Father O'Brien had a passion for language as the expression of a people's culture and rejected the description of the Hiligaynon language, which he spoke fluently, as a 'dialect.' The Samaria retreats, given by a team of laymen and a priest, were entirely in that language. Out of the experience of working with men who were natural leaders in their communities he produced books and pamphlets in Hiligaynon for Sunday services in distant barrios that couldn't have Mass on a regular basis.
A totally different legacy is the kibbutz he set up in the early 70s in a mountain area of Tabugon, Negros Occidental, to enable poor farmers to enjoy the fruits of their labour as a cooperative. It was typical of Father Niall to take a model from elsewhere, this time from modern Israel, and adapt it to local needs and to the local culture. This venture, though Father O'Brien hadn't been directly involved for some years, is still going.
All this was before the event that made Niall O'Brien an international figure for a while and a national hero in Ireland, something reflected by the wide coverage given by the Irish media to his death 20 years later. The 'Negros Nine' were three priests - the other two being Australian Columban Brian Gore and diocesan priest Father Vicente Dangan - and six parish workers falsely charged with the murder of Mayor Pablo Sola of Kabankalan and four companions. The three priests were under house arrest for eight months, the last three weeks of that in the Police constabulary camp in Bacolod City, before they 'broke out' of it and 'broke into' Bacolod City Jail where the others were. They spent six months in jail before the case was dropped. The late Senator Jose Diokno helped greatly towards the end. Bishop Fortich of Bacolod, who died last year, appointed the three priests as chaplains while they were in jail, a real blessings for many prisoners who had been forgotten. Lawyers whom the priests knew followed up their cases.

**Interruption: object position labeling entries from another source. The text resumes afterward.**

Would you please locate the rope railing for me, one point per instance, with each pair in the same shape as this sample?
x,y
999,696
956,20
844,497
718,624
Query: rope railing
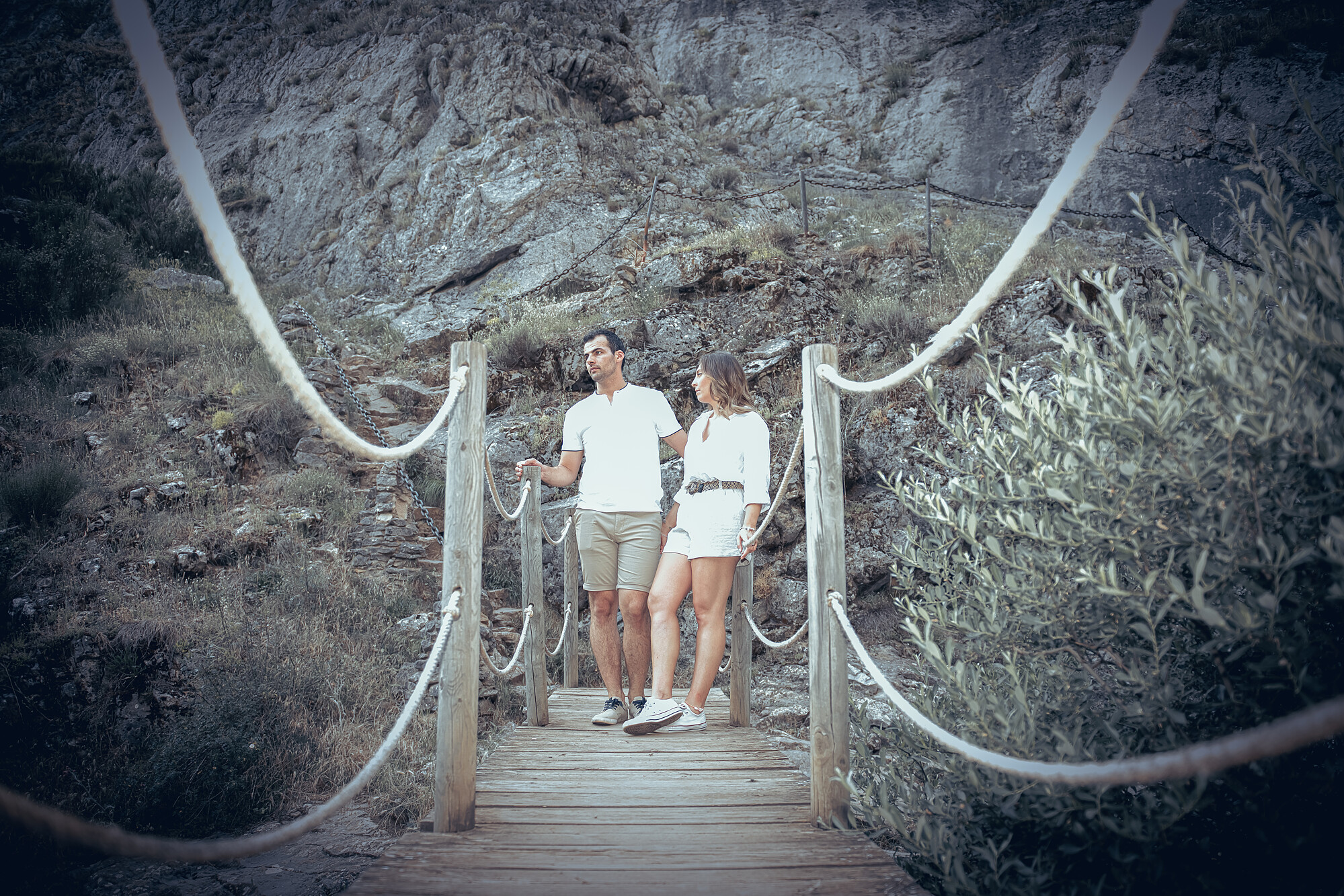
x,y
565,629
495,493
565,532
368,418
1155,24
1272,739
779,492
766,641
113,840
518,651
161,93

The death penalty was on the books during those years and the possibility of being sentenced though innocent did trouble Father O'Brien. He had always opposed this punishment but never dreamed of the possibility that this sentence might be passed down on him some day. However, the international coverage given the case made that a remote possibility.
Father O'Brien became a national figure in Ireland that time because RTÉ, the national radio and TV network gave extensive coverage to the case, sending out a reporter to Bacolod, Charlie Bird, who himself became a celebrity as a result. People in Ireland could not believe that a prisoner could be interviewed live on radio and TV from his cell.
Father O'Brien kept a diary during his imprisonment and later wrote two books based on this. The first, Seeds of Injustice, was published in Ireland and was basically an account of the experience of the Negros Nine. Revolution from the Heart, a spiritual/theological reflection on the Negros Nine experience and on the more than 20 years that he had by then spent in Negros, was published in Ireland, the USA and the Philippines. Cardinal Vidal of Cebu launched the Philippine edition. The book has been translated into many languages, including German, Spanish, Korean and Japanese.
A later book was Island of Tears, Island of Hope, a further reflection on the Church's mission in Negros that highlights the role of Bishop Antonio Fortich, for whom Father Niall had great respect, admiration and affection.
His experience of violence in Negros, especially during the Martial Law years, was an influence on his passionate commitment to active non-violence, which he saw as a demand of the Gospel. He had contacts in the peace movement throughout the world and was a speaker at a number of international gatherings.